Accounting theory

Accounting Theory

  1. Revaluing PPE assets from historical to fair-market value

The historical cost principle calls for recording liability, equity, or asset initially at its original acquisition cost. This principle is widely applied in recording of transactions since it is easy to use the original purchase price as verifiable and objective evidence of value. Historical cost makes it easy to ascertain credibility of results and the pace at which they can be checked with regard to reference documents. Following initial recognition, a firm chooses to measure property, plant and equipment (PP&E) at either cost less accumulated depreciation and accumulated impairment (cost model) or fair value less subsequent accumulated depreciation as well as accumulated impairment (revaluation model). Revaluations has to happen with sufficient regularity to make sure that the carrying amount of an asset does not differ materiality from that which will be determined with a fair value in the course of the elapse of the period (Gavrea, Ilies & Stegerean, 2011). When item of property, plant and equipment is revalued, the International Accounting Standards calls for asymmetric treatment of fair value changes for any losses or gains hence it provides for different treatment when decreases and increases in value happen. Representational faithfulness shows that there should be some kind of agreement between a measure or value and the events being represented. Historical cost is less subject to manipulation as compared to fair value measures hence historical cost is regarded a more faithful representation of PP&E.

Fair value refers to the price that would be received to sell an asset or that paid in transferring a liability in an orderly transaction between market participants at the measurement date. Fair-value is market-based measurement and not an entity-specific measurement.

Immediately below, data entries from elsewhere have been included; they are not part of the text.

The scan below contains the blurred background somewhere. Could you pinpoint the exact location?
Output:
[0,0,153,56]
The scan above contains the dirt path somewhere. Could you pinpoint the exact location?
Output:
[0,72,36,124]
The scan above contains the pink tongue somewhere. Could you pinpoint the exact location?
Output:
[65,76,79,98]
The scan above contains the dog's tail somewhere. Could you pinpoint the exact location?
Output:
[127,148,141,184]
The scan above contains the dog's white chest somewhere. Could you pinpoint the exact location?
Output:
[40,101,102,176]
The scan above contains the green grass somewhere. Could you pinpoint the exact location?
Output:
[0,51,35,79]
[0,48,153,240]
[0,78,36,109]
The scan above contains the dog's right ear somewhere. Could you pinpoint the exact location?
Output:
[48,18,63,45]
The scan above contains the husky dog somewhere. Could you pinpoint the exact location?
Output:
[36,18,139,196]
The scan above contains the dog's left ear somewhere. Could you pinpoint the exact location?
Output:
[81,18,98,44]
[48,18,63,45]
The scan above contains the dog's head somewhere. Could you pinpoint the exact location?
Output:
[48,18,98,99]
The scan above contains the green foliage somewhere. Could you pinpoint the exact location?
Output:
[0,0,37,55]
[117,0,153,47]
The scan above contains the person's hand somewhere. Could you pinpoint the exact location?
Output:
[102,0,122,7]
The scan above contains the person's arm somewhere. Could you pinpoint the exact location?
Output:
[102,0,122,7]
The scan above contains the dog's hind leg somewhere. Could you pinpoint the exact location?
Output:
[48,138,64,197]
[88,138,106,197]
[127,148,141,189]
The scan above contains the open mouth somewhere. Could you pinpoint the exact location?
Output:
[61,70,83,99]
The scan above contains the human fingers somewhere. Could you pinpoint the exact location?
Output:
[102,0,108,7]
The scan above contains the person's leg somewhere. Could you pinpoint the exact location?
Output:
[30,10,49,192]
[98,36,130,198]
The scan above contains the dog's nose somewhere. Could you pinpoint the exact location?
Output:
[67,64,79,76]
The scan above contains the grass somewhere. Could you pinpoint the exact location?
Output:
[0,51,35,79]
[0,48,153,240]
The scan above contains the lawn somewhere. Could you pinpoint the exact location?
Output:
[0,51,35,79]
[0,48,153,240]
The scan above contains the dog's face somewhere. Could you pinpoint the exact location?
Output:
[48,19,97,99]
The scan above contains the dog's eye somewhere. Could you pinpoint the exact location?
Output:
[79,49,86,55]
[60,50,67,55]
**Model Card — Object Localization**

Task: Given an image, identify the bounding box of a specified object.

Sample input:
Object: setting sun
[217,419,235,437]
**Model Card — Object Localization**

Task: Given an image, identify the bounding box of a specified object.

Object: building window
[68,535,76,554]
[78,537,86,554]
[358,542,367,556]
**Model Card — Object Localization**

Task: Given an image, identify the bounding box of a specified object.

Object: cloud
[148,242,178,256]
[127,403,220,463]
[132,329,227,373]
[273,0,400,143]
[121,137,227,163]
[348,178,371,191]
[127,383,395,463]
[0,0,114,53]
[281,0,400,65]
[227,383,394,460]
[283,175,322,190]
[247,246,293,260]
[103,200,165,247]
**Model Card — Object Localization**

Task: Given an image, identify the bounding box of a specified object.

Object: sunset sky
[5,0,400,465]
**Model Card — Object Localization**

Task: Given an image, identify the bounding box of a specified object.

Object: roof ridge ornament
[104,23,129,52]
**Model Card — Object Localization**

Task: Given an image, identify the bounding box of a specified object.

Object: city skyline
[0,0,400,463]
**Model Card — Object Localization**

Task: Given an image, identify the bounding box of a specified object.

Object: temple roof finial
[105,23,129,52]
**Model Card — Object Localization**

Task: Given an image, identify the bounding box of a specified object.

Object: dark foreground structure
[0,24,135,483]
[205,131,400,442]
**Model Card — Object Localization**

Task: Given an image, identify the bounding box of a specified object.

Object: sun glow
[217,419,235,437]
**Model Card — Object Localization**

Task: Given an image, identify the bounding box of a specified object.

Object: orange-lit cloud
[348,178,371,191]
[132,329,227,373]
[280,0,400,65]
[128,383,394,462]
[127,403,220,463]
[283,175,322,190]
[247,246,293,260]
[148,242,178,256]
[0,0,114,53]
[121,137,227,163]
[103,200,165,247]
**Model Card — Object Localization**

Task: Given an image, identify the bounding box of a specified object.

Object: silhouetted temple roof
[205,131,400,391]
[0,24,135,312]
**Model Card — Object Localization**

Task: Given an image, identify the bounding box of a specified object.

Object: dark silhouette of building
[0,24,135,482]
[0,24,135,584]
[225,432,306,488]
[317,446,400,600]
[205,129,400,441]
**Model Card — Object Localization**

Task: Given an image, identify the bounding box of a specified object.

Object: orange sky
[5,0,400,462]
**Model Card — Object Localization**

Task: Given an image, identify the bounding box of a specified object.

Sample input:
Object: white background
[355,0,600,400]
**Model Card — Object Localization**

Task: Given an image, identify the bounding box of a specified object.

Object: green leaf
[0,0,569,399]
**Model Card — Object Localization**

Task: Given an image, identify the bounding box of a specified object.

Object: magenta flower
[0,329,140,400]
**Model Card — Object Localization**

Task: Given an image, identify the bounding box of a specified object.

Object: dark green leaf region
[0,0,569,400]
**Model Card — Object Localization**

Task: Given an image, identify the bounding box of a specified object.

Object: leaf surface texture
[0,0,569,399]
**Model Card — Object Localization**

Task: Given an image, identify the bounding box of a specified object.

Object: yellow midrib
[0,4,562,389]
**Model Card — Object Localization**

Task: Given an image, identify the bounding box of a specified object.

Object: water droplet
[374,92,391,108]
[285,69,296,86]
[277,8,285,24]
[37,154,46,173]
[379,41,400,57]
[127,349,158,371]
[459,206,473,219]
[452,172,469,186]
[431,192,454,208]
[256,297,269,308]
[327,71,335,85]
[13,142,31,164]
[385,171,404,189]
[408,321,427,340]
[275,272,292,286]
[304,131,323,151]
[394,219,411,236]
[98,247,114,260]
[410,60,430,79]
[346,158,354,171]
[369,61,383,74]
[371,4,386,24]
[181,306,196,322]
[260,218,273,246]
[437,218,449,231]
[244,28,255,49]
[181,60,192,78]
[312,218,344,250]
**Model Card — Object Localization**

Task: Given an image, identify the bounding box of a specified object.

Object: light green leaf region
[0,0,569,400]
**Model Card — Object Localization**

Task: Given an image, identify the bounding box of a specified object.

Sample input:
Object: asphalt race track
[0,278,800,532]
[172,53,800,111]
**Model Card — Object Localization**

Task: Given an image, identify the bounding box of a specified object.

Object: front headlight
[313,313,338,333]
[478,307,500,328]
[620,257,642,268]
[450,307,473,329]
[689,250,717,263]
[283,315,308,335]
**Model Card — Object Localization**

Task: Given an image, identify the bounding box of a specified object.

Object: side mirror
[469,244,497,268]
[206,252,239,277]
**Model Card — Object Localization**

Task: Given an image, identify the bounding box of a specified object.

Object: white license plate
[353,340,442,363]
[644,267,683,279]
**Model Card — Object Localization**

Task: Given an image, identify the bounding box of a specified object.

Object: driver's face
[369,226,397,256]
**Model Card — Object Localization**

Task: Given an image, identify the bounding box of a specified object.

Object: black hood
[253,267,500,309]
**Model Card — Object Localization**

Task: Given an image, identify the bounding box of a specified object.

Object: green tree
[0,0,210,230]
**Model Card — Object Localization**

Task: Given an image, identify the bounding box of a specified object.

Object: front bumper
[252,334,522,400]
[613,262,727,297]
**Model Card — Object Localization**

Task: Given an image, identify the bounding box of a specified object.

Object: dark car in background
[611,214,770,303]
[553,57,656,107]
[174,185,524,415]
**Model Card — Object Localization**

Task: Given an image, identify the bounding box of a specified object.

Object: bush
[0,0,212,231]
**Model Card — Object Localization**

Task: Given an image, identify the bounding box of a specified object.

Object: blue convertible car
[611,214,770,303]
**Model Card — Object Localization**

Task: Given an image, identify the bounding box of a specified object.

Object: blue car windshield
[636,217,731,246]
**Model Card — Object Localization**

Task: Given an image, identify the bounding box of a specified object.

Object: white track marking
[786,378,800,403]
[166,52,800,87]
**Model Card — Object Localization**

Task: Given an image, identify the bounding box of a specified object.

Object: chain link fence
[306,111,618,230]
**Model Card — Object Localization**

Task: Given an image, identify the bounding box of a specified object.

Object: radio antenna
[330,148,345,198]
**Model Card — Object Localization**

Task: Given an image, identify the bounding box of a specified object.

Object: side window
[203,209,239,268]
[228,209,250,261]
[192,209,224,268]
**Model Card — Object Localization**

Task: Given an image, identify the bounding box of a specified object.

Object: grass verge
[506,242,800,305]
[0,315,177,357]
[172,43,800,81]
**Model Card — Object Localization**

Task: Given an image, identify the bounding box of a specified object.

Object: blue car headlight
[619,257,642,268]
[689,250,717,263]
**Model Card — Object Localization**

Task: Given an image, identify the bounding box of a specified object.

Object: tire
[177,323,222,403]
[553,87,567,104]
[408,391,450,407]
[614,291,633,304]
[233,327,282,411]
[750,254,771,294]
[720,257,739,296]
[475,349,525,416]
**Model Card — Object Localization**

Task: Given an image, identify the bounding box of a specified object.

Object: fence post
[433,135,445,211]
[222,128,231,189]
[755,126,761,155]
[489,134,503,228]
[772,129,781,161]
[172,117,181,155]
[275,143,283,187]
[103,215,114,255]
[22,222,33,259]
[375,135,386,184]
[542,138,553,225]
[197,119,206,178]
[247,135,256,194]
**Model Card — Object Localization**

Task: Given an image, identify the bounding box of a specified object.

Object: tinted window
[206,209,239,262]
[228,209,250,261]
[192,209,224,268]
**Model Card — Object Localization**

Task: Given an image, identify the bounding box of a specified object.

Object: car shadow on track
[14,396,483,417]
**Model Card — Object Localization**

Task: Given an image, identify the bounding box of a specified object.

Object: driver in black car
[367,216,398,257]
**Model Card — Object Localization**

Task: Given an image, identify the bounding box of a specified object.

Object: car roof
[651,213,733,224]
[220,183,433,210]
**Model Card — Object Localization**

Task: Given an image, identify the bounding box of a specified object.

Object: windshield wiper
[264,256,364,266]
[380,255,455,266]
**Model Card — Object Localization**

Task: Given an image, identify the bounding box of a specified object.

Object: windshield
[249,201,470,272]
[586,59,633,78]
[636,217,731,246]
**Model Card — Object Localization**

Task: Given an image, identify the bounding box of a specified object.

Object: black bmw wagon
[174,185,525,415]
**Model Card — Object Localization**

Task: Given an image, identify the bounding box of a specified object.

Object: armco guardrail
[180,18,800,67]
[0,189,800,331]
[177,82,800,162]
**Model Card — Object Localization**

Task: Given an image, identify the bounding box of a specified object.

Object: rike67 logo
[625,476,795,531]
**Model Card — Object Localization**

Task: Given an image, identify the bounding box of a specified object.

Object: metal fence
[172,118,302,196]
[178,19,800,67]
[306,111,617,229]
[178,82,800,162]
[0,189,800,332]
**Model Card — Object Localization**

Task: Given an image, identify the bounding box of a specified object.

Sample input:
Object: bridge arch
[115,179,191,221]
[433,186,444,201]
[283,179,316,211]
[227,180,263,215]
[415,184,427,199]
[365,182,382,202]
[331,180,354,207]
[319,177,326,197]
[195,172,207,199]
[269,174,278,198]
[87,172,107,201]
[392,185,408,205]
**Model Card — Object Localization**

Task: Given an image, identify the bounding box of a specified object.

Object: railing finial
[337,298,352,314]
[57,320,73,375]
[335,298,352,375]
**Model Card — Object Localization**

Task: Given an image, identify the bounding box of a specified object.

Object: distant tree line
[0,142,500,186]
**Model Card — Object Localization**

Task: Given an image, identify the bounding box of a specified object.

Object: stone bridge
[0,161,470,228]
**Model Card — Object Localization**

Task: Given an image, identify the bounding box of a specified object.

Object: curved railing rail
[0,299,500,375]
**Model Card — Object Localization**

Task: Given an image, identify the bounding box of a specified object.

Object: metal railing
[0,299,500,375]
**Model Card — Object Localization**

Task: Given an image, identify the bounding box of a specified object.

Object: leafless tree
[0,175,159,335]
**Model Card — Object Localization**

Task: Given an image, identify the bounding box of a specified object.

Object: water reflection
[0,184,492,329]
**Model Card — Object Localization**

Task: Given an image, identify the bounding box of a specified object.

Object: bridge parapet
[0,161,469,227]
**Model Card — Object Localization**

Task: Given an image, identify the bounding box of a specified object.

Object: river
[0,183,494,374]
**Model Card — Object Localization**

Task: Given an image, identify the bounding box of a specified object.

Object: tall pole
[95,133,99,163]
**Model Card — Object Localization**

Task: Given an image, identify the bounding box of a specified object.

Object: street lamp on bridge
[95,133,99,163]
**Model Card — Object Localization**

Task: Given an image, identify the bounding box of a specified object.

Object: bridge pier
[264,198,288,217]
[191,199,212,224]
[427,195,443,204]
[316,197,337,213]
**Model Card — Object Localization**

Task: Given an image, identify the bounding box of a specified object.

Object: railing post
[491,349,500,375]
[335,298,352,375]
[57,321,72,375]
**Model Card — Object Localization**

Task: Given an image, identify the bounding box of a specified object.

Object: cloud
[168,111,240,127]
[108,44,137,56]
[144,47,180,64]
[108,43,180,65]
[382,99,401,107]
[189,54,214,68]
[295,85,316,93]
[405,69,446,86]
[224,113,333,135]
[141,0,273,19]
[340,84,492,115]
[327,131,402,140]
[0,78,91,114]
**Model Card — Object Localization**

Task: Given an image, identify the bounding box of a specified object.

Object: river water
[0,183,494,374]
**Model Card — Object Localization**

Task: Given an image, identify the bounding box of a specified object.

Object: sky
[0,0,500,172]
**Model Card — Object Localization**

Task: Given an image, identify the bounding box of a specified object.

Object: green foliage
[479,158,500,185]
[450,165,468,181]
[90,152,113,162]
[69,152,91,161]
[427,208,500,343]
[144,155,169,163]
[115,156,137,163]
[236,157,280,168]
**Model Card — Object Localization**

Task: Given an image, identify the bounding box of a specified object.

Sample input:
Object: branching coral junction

Therefore, the firm’s intention of holding an asset or settling or otherwise fulfilling a liability is not relevant in case of measuring fair value. Fair value measurement offers relevant, reliable, comparable as well as understandable measurement of future economic benefits. Historical cost cannot accurately capture the value of an accreting asset (Aswath, 2009). Revaluation increases are acknowledged in comprehensive income and accumulated in equity (revaluation). Revaluation decrease has to first reduce the credit balance of the revaluation surplus to zero and then recognized as profit or loss. Impairment and depreciation considerations are similar to those applied to cost model. Most of the time intangible assets are normally measured applying the cost model. A firm can choose to revalue (measuring the asset at fair value), when only fair value can be determined with reference to active to an active market. In case an intangible asset is revalued, all the assets in the same class of intangible assets have to be revalued.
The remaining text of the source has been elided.